Sometimes, of course, results matter, deadline or no deadline. Some years ago, I was at dinner with a bunch of people in the XML Schema working group; and the discussion turned to artificial intelligence and to the shift in artificial intelligence that Elisa Beshero-Bondar talked about, away from symbolic computation and towards purely statistical computation [Beshero-Bondar 2023]. And somebody said, You know, it’s really kind of a shame because with symbolic AI once a problem is solved, the result represents insight; the problem crystallizes things, and it presents an advance in human understanding. And Paul Biron, one of the editors of the data types specification, who worked at that time for a very large healthcare organization, said, It doesn’t matter in the least to me. If a black box that we don’t understand will give us better patient outcomes, I would much rather have better patient outcomes than better insight that doesn’t lead to better patient outcomes. What I care about is the result, not the process. And it is a fact that symbolic AI produced some really nice results, but statistical AI has produced more results and better results — more impressive results.

Artificial Intelligence

We may or may not be approaching the singularity that some people have predicted, but clearly things are changing and very rapidly. I am extremely grateful to Uche Ogbuji and Joel Dubinko, who each showed us that there is useful work that AIs can do right now, as well as useful work that is right now perhaps a little beyond them [Ogbuji 2023, Dubinko 2023]. But for how long will it be beyond them? They persuaded me — and I hope they persuaded you — that we do need to get our hands dirty, not just to make sure that we’re not left behind — although that does matter in some respects — but also to make sure that the artificial intelligences and those who are developing them engage fully — or more fully than they have so far — with human diversity in language and otherwise, and that our work with AI can serve the kind of values that the people in this community care about.

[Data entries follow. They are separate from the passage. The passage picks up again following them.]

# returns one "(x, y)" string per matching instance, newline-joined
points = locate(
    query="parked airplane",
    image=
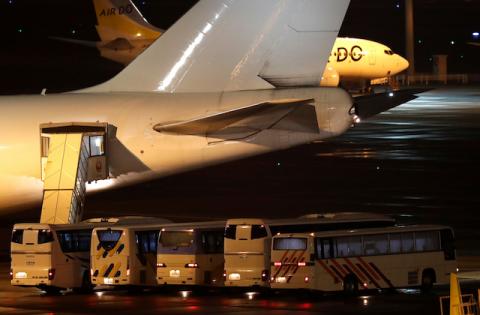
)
(355, 60)
(124, 34)
(196, 97)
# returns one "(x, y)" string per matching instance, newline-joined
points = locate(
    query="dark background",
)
(431, 176)
(29, 61)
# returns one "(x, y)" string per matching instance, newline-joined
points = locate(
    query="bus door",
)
(247, 254)
(372, 57)
(31, 254)
(293, 260)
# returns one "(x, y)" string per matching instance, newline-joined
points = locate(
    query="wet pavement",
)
(418, 161)
(14, 300)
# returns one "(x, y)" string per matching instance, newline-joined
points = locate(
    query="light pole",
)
(409, 36)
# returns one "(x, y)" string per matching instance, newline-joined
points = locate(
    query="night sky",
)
(30, 61)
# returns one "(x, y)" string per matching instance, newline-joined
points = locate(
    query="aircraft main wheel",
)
(350, 285)
(428, 279)
(51, 290)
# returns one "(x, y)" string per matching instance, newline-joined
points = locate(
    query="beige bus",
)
(191, 254)
(125, 255)
(248, 241)
(53, 257)
(356, 260)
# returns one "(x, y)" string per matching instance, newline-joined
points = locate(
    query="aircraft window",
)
(176, 238)
(109, 238)
(291, 243)
(74, 241)
(448, 244)
(426, 241)
(231, 231)
(45, 236)
(375, 244)
(96, 146)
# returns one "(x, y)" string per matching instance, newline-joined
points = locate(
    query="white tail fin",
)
(121, 19)
(229, 45)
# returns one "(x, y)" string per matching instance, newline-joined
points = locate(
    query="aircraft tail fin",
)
(289, 40)
(122, 19)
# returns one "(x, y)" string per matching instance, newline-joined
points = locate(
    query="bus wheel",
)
(51, 290)
(87, 286)
(428, 279)
(350, 285)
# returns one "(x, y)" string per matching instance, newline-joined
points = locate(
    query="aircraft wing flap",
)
(242, 121)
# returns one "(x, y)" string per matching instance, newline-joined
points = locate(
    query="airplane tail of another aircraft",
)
(235, 45)
(120, 19)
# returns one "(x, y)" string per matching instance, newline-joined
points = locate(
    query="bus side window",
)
(328, 248)
(395, 243)
(258, 231)
(231, 231)
(44, 236)
(448, 244)
(17, 236)
(427, 241)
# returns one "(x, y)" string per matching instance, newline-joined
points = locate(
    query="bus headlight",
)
(51, 274)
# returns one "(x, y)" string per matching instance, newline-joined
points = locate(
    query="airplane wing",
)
(238, 123)
(75, 41)
(234, 41)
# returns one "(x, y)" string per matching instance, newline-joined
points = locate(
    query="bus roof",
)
(369, 231)
(91, 223)
(169, 226)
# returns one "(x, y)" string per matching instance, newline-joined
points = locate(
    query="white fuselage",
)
(350, 59)
(136, 152)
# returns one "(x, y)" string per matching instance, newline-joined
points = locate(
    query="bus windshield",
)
(290, 243)
(108, 238)
(176, 240)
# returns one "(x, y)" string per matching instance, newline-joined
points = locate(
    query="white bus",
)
(247, 241)
(354, 260)
(126, 255)
(191, 254)
(53, 257)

If what you care about is the process, then how the results are achieved matters; if what you care about is product, then how they’re achieved doesn’t really matter, as long as the results are correct. And that’s why I think one of the important papers at this conference was the report from Paul Prescod, Ben Feuer, and others, reporting on a project which is attempting to provide a method to allow us to produce testable reproducible answers to the questions Are the results of this auto-markup process any good? How good are they? Where can they be better? [Prescod et al. 2023]. I think there is great promise in the general principle that they described: specifying one or more target documents and then scoring the result by measuring the edit distance (for some edit distance or other) between the results produced by the artificial intelligence (or auto-markup process) and one or the other of the target documents. Like Elisa Beshero-Bondar, I wish that we could combine the strengths of large language models and the statistical approach with the strengths and explanatory power of the symbolic approach, but I have no idea how that will happen [Beshero-Bondar 2023]. All I know is that this will continue to be an important tension and an important challenge.

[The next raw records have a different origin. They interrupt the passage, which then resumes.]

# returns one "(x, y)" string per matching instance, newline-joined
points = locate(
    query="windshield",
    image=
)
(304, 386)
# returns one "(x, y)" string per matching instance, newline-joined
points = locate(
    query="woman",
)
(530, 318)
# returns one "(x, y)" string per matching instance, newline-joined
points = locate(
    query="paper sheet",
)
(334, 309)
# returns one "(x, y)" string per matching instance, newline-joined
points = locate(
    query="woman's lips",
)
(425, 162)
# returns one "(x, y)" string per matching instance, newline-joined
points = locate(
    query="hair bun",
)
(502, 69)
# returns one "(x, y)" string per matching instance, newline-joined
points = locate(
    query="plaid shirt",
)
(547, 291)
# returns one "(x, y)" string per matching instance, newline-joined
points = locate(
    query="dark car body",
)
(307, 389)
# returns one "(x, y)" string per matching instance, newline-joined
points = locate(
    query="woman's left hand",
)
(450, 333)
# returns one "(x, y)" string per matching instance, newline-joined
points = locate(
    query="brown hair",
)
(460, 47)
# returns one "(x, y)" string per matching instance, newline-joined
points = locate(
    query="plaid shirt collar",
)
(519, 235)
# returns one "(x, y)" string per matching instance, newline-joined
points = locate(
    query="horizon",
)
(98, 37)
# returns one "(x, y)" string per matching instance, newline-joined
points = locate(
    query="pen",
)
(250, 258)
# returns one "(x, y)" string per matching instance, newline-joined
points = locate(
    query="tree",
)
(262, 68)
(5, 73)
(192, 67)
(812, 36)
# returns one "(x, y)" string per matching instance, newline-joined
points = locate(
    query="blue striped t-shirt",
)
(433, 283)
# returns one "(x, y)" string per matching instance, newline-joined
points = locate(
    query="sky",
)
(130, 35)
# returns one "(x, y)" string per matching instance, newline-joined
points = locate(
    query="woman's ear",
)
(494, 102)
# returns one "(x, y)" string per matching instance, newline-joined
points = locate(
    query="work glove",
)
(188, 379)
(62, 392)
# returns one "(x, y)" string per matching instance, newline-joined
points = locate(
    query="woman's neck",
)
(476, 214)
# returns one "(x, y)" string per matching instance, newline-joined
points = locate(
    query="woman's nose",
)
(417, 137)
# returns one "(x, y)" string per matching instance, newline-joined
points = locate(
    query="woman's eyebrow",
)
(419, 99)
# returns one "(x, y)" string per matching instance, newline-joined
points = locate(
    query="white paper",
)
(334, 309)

When Things Don’t Go as Expected

Sometimes I think that the shift in AI research from symbolic to statistical computation is just one instance of a much larger and more complex pattern. What happens when there is a group of people who expect things to go in one way and find that they don’t go that way? What happens then? This is particularly visible and interesting in cases where you have a community of people who would like to change the world — and who expect to change the world — and then encounter a certain recalcitrance in the world as the world refuses to change in the way that they expected. Early AI researchers thought that general machine intelligence was just around the corner; from the late 1950s on, there were predictions that general intelligence was maybe five years away. But the five-year interval never got shorter and eventually became a joke, until finally AI as a field said We’re not getting anywhere this way; we need other approaches.

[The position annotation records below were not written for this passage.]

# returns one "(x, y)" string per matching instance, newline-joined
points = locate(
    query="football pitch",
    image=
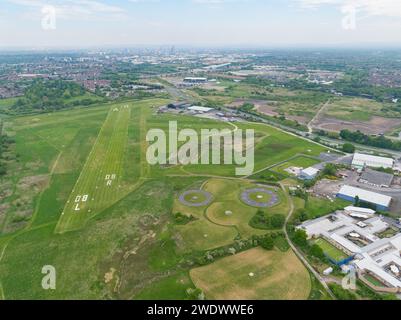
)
(99, 183)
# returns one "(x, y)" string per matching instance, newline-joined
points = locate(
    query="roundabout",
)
(260, 198)
(196, 198)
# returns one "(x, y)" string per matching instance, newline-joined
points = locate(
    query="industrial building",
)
(363, 239)
(348, 193)
(362, 161)
(308, 173)
(376, 178)
(195, 80)
(199, 109)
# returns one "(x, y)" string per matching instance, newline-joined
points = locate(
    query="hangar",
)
(382, 202)
(361, 161)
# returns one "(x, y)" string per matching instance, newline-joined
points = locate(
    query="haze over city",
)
(270, 23)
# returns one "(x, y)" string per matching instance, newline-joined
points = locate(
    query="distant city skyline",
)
(253, 23)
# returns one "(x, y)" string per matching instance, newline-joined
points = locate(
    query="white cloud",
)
(388, 8)
(72, 9)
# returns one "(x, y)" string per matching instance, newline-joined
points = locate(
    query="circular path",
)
(196, 198)
(260, 202)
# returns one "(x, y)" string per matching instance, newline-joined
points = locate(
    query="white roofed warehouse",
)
(362, 161)
(382, 202)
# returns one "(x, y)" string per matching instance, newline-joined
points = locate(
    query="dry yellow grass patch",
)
(255, 274)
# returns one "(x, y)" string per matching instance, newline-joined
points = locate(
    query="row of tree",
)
(52, 95)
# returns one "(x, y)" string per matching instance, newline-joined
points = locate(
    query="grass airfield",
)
(99, 184)
(254, 274)
(124, 244)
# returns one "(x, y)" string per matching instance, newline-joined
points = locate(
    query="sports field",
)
(90, 163)
(330, 250)
(99, 184)
(254, 274)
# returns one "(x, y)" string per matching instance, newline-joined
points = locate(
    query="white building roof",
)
(362, 160)
(368, 196)
(359, 210)
(200, 109)
(310, 171)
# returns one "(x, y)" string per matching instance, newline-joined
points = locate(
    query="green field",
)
(123, 242)
(100, 183)
(330, 250)
(275, 276)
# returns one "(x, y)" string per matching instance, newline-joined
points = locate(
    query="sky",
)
(246, 23)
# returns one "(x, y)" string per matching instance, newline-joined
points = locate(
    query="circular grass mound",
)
(260, 198)
(196, 198)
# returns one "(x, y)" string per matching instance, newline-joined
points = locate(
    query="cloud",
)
(387, 8)
(72, 9)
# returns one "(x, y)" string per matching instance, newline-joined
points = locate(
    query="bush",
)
(267, 243)
(348, 148)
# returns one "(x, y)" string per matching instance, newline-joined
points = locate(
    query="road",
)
(298, 253)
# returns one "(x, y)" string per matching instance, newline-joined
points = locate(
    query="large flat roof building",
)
(195, 80)
(361, 161)
(381, 201)
(376, 178)
(363, 239)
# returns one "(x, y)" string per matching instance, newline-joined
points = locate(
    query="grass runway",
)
(98, 185)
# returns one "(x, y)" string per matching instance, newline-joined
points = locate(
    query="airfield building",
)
(195, 80)
(362, 161)
(308, 173)
(376, 178)
(371, 242)
(199, 109)
(348, 193)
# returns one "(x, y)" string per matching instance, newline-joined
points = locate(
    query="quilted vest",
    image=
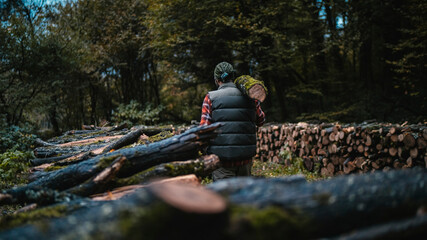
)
(237, 138)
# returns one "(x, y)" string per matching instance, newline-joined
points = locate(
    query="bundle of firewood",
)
(335, 149)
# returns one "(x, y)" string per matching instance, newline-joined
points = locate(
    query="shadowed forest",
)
(70, 63)
(100, 102)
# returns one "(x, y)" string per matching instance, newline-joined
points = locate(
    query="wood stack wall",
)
(334, 149)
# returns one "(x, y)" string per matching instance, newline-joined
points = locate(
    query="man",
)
(235, 145)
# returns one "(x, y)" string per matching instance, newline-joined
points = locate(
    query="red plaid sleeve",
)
(260, 114)
(206, 111)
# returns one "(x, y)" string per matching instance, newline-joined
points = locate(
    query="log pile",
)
(335, 149)
(116, 164)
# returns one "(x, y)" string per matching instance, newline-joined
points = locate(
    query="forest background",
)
(68, 63)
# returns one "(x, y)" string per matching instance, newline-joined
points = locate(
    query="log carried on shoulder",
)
(251, 87)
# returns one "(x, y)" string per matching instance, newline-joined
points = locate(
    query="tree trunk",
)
(178, 148)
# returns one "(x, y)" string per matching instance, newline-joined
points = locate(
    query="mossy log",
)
(330, 207)
(164, 211)
(411, 228)
(123, 141)
(177, 148)
(202, 167)
(40, 161)
(251, 87)
(258, 209)
(120, 192)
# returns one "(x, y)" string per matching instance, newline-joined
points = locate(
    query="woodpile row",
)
(334, 149)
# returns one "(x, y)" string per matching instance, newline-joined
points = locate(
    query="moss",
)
(162, 221)
(164, 170)
(53, 168)
(33, 216)
(106, 161)
(144, 222)
(245, 82)
(160, 136)
(196, 167)
(268, 223)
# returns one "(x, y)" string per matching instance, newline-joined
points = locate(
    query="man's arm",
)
(260, 115)
(206, 111)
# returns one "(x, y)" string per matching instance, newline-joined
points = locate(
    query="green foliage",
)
(135, 113)
(272, 169)
(72, 63)
(16, 138)
(13, 168)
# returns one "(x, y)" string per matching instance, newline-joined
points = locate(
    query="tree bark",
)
(177, 148)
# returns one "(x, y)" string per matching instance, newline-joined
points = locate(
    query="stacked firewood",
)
(335, 149)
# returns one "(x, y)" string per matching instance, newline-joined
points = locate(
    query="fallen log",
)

For a long time, socialists and Marxists the world over expected world revolution; world revolution was just around the corner. And it is interesting to look at the history of the various flavors of socialism to see how different people react to the fact that world revolution hasn’t happened and now looks less likely than ever. Sometimes people change gears — they change paths — the way the AI field did. The old ideas have failed; we’re going to try something new. So there are plenty of Communists and Bolsheviks who became neoconservatives.

When I first learned SGML and learned about descriptive markup, I found it very hard not to think that world revolution was just around the corner. It was so obvious that this was a better way to do things, so obvious that it was useful both in the short-term and in the long-term that surely everybody will soon see that this is a better way to do things. Surely, very soon the whole world will be using SGML, because it’s so obviously the right thing.

XML Stack

After all, look at the stuff we can build on top of descriptive markup and nowadays on top of XML and XML technologies. John Chelsom showed us the other day that classic symbolic methods of AI like forward and backward rule-chaining can be done in XForms — not even calling an external program but writing the executable code in XForms itself [Chelsom 2023]. Ari Nordström argued this morning (and I believe him) that the XML stack provides a nicer basis for content management systems than existing content management systems have [Nordström 2023]. The XML stack is nice for the implementers of the content management systems, because the XML stack provides features useful for document management. And it’s nice for those who maintain and run the content management system: it’s very convenient for people like Ari and me and no doubt most of you, if we can use XML technologies when interacting with the content management system.

Geert Bormans and Srikanth Venkata Subramanian demonstrated how XProc, and XSLT, and the web (which for purposes of this talk I’m going to claim as an application of descriptive markup) can help with quality assurance in an extremely complex and important area and keep the complexity of the problems tractable [Bormans and Subramanian 2023]. Eliot Kimber showed us how DITA keys can make it easier to maintain large bodies of documentation and how you can use the XML stack to get from here to there — from a world in which you’re not using the keys to a world in which you are — even if your conversion window is very, very narrow because you are part of a very large organization [Kimber 2023].

In order to make the most of the strengths of the XML stack, we need of course to hone our skills so I’m grateful to Amanda Galtman for teaching us how to use XSLT accumulators to spark joy in our code and how to use XSpec to check their work along the motto trust, but verify [Galtman 2023]. Mary Holstege showed us how a single programmer suitably guided by laziness and impatience (I’m sorry, Mary, you may think of yourself as lazy, but we can do the arithmetic: 150,000 lines of code in three years! You might wish you were lazy, but you’re not) can build her own tools and make an impressive library available in both XQuery and XSLT [Holstege 2023].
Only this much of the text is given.